Qwen SFT

Qwen MoE SFT is part of the current KTransformers SFT direction through LLaMA-Factory. Model-level Training TPS, commands, and blockers are tracked on the Qwen model page.

Examples

Model	Example	Validation notes
Qwen3-235B-A22B	`examples/ktransformers/train_lora/qwen3moe_lora_sft_kt.yaml`	Validate `AMXBF16`, then INT8/INT4 if prepared weights exist.
Qwen3.5-397B-A17B	`examples/ktransformers/train_lora/qwen3_5moe_lora_sft_kt.yaml`	Start with `AMXINT8`, then add BF16/INT4 only after separate target-environment validation.

Backend Mapping

Use the same backend language as DeepSeek:

Backend	Weight requirement
`AMXBF16`	BF16 expert checkpoint path.
`AMXINT8`	`kt_weight_path` points to prepared INT8 expert weights.
`AMXINT4`	`kt_weight_path` points to prepared INT4 expert weights; validate separately.

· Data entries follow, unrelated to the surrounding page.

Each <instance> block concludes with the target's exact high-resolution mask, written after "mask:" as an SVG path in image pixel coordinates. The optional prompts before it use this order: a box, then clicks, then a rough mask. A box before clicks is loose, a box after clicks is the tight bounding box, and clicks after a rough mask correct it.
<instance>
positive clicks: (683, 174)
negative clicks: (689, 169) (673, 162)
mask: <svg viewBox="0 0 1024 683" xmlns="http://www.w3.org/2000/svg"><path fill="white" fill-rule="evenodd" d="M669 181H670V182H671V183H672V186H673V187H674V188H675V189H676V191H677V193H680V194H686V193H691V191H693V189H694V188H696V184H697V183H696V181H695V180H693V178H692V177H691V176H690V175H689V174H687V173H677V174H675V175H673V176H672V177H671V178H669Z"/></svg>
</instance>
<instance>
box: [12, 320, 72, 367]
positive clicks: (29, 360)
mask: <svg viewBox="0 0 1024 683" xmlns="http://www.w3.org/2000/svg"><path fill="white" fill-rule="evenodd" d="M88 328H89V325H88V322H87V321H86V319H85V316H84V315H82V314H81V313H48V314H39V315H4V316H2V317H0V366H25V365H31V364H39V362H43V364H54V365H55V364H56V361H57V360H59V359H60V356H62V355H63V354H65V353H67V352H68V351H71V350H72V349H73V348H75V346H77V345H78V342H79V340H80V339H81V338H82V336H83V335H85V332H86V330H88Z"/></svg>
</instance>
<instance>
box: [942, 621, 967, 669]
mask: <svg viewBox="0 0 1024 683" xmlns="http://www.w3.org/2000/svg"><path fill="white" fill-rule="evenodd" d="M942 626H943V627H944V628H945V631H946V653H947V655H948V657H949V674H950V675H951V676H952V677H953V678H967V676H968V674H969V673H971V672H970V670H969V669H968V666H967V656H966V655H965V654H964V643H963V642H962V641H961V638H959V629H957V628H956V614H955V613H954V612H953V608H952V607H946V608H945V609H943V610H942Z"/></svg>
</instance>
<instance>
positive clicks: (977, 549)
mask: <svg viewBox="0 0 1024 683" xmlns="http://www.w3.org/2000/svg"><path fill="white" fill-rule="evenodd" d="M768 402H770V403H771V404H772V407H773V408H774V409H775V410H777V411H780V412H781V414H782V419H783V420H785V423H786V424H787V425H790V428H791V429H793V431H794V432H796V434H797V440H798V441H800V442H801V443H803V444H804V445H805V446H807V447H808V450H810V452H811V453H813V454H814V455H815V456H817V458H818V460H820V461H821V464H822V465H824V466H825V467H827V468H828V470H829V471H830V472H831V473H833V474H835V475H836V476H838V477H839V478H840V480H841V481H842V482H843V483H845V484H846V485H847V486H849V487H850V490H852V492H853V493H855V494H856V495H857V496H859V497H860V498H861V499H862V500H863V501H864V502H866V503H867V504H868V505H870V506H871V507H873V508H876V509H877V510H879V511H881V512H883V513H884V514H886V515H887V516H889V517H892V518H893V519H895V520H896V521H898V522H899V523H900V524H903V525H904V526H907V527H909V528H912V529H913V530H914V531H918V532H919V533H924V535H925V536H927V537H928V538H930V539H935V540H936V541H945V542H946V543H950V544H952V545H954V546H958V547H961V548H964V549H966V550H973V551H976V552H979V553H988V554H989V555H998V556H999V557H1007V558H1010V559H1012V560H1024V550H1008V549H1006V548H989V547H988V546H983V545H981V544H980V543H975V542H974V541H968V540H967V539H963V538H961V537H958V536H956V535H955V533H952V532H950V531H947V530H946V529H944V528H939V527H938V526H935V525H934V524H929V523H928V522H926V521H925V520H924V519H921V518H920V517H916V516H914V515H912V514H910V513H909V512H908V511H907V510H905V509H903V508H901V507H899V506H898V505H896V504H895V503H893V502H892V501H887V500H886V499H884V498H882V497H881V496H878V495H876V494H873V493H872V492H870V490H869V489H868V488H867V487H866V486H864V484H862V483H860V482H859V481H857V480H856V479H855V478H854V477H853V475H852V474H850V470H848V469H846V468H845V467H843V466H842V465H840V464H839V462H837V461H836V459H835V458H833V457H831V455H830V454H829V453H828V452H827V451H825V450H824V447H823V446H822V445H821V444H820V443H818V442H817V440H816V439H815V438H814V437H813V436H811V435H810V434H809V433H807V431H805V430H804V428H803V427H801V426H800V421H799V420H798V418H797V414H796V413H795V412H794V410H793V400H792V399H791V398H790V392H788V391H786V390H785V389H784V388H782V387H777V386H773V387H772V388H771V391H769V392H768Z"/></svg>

One backend passing validation does not imply that the other two backends are also ready; each route needs matching weight preparation and target-environment validation.

Usage Notes

For INT8/INT4 backends, confirm that kt_weight_path points to prepared expert weights.
Start with a short-step training run to confirm loss logging and adapter outputs.
Model-page Training summaries use end-to-end Training TPS; different hardware and package versions should be validated again.